Chicago singles chronology
| "25 or 6 to 4"/"One More Day" (1986) | "Will You Still Love Me?" (1986) | "If She Would Have Been Faithful..." (1987) |

= Will You Still Love Me? (song) =

"Will You Still Love Me?" is a song recorded by the American rock band Chicago for their studio album Chicago 18 (1986). The song was written by David Foster, Tom Keane and Richard Baskin.
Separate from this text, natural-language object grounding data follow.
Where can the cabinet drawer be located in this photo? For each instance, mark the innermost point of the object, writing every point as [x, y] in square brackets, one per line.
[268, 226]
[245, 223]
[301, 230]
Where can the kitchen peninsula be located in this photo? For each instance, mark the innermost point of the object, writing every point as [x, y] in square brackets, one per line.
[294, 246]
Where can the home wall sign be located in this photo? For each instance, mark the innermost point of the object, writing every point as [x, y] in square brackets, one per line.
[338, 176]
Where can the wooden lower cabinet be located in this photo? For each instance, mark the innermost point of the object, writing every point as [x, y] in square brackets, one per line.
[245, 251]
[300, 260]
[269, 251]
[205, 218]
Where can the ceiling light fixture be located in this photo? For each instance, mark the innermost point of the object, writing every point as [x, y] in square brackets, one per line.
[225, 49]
The second single released from the Chicago 18 album, "Will You Still Love Me?" reached number three on the US Billboard Hot 100 and number two on the US Adult Contemporary chart. The song also reached number three on the US Cash Box Top 100 chart.

==Background==
The song was Chicago's first top-ten hit following the departure of Peter Cetera, and it featured Jason Scheff on lead vocals. Upon the single’s release, Cashbox called the song's harmonies and arrangement "well-crafted". Ken Ross and Richard Levine directed the song's music video, which featured performance clips of the band in a factory.

==Charts==
===Weekly charts===

| Chart (1986–1987) | Peak position |
|---|---|
| Canada Top Singles (RPM) | 6 |
| US Billboard Hot 100 | 3 |
| US Adult Contemporary (Billboard) | 2 |
| US Cash Box Top 100 | 4 |

===Year-end charts===

| Chart (1987) | Position |
|---|---|
| US Billboard Hot 100 | 50 |
| US Cash Box Top 100 | 24 |

==Cover versions==
In 2003, jazz group Urban Knights covered the song with vocals by Michelle Williams.